Sep 21, 2019

Parallelized Batch Processing in Go

Hey there 👋 I'm building CodeTrail, which helps engineering teams document and share knowledge close to the codebase with no friction. If you're still using Notion, Confluence or Google Docs to document your engineering work, give it a try and let me know what you think!

Imagine you're building a worker service that will receive a huge list of file metadata to be processed, one by one. Each object represents a file, which you want to upload from one source to the other. Because it won't be a problem, you decide that it makes sense to process subsets of the original array in parallel, decreasing the overall execution time and enabling de-duplication, for example checking if a file was already handled when it's added more than one time and ignoring it in this case.

single item

All these ideas are used in large-scale processing systems, that can benefit from parallelized workloads.
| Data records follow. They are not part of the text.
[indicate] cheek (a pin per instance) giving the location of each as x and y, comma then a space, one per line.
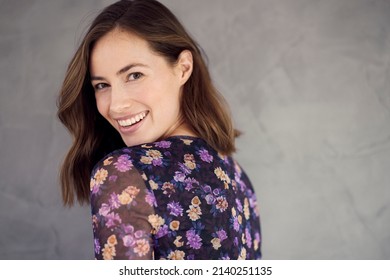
102, 105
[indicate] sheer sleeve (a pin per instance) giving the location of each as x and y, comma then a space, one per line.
121, 209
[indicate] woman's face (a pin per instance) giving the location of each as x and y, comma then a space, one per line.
137, 91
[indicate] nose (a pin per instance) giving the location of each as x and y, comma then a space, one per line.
120, 100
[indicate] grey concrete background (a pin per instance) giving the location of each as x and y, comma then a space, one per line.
308, 83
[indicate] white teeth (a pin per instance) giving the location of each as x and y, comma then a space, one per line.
132, 120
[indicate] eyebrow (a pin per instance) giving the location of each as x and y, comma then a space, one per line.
121, 71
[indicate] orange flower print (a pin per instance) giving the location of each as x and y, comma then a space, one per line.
111, 240
142, 247
246, 209
216, 243
222, 204
154, 154
108, 252
146, 160
195, 201
178, 243
176, 255
107, 161
156, 221
187, 141
100, 176
174, 225
124, 198
194, 213
242, 255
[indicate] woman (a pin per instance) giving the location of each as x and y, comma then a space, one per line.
157, 138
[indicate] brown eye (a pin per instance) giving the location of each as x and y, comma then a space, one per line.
135, 76
100, 86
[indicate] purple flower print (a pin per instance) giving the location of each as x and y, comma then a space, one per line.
127, 229
210, 199
123, 163
112, 178
97, 246
95, 188
150, 199
111, 218
104, 209
179, 176
248, 238
236, 224
163, 144
128, 240
189, 183
175, 209
257, 237
114, 201
205, 156
194, 240
221, 235
138, 234
157, 162
207, 189
239, 205
162, 231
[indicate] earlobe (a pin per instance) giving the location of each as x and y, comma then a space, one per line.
185, 63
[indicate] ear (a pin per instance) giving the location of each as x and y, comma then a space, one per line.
184, 66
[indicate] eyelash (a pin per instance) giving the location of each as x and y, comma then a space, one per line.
135, 75
139, 74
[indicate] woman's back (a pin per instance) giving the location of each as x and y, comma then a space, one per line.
173, 199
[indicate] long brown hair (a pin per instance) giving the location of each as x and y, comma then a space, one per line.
202, 107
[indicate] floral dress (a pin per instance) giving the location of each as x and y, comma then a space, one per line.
173, 199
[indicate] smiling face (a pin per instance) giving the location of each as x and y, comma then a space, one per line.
137, 90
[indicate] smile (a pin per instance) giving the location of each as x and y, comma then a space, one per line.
133, 120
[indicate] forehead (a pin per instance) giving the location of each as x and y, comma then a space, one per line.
118, 47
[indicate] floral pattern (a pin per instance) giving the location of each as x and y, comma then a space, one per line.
173, 199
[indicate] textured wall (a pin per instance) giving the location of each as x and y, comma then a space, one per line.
308, 83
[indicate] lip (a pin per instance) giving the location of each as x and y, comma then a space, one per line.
132, 128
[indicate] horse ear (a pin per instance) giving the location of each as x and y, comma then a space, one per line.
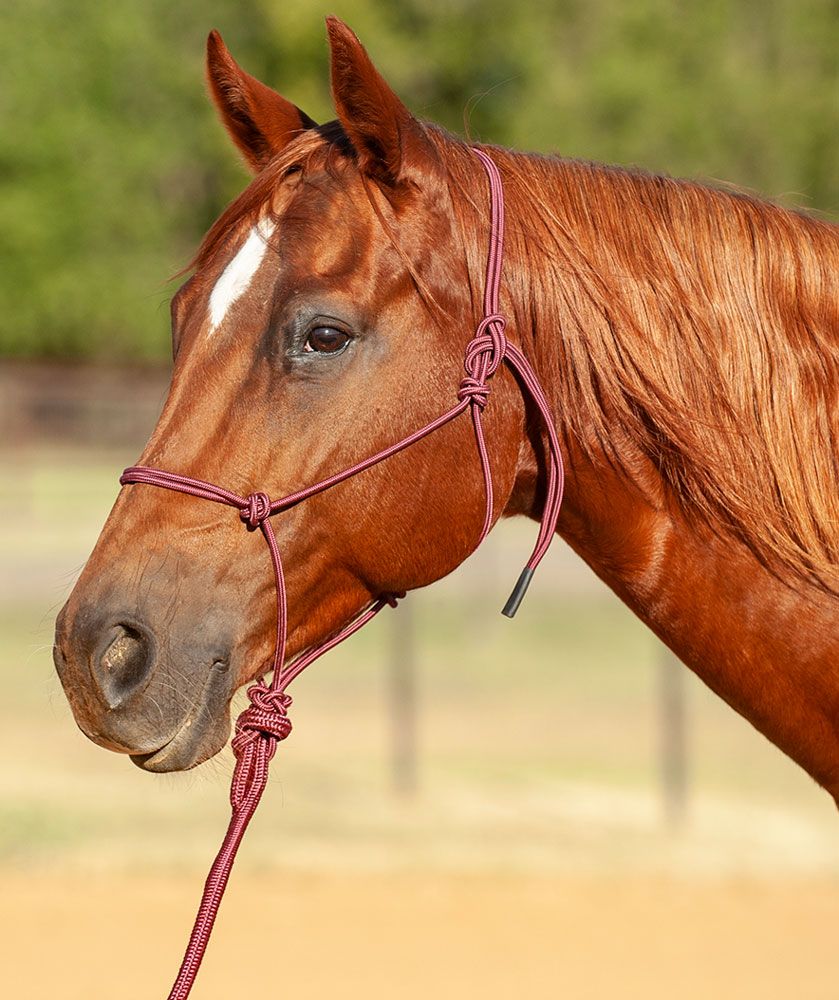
385, 135
259, 120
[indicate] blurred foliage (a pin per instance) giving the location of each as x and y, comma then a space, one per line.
112, 164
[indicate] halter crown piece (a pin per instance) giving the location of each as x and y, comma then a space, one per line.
265, 721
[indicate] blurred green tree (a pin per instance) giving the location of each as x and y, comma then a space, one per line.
112, 163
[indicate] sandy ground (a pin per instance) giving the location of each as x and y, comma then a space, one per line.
416, 936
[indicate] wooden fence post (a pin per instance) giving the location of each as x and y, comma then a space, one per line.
673, 739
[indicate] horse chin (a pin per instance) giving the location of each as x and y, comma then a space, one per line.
201, 736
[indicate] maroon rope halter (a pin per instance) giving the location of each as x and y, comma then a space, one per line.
265, 722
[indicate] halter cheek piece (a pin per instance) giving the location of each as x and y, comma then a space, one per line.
265, 721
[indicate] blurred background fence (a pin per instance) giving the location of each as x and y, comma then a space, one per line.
445, 743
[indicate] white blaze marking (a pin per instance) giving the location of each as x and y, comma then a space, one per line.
238, 274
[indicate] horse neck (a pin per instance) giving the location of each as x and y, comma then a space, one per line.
765, 643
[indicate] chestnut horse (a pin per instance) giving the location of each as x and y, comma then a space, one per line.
687, 341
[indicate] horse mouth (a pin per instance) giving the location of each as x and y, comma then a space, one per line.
201, 735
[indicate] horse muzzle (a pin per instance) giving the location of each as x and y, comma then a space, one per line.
163, 702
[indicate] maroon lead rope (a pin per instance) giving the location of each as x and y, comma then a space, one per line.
265, 722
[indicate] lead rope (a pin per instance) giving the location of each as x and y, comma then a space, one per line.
265, 721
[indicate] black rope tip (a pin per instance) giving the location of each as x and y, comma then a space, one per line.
514, 600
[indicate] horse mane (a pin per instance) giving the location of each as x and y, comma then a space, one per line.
699, 326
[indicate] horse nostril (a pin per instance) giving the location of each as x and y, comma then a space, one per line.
124, 665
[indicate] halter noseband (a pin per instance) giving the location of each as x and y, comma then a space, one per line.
265, 722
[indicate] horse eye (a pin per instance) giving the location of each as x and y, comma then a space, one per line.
326, 340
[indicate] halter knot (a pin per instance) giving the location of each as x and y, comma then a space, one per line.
484, 353
265, 716
257, 510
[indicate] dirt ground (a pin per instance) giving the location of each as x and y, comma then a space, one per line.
415, 936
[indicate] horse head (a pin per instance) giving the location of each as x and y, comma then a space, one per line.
326, 317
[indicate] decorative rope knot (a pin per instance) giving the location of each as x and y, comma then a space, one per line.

The approach we're trying to build requires thorough fine-tuning at times since you'll interface with third-party services that may react differently when being accessed more than once per run per worker, which may result in rate-limiting measures kicking in and performance hits on services that aren't able to scale with your expectations.

All things considered, though, tasks like these are a perfect fit for digging deeper into the ecosystem Go provides around tasks related to synchronization, parallelism and concurrency utilities, mainly the sync package. Let's start by breaking down the initial data set into equally-sized batches.

batches

Since we're going to process a specific data structure, we should define it first! Our FileItem will contain the following fields:

type FileItem struct {
	URL      string `json:"url"`
	FileName string `json:"fileName"`
	Size     int64  `json:"size"`
	MimeType string `json:"mimeType"`
}

Once we defined how each item will look like, we need to calculate, how many batches we will need to process in total.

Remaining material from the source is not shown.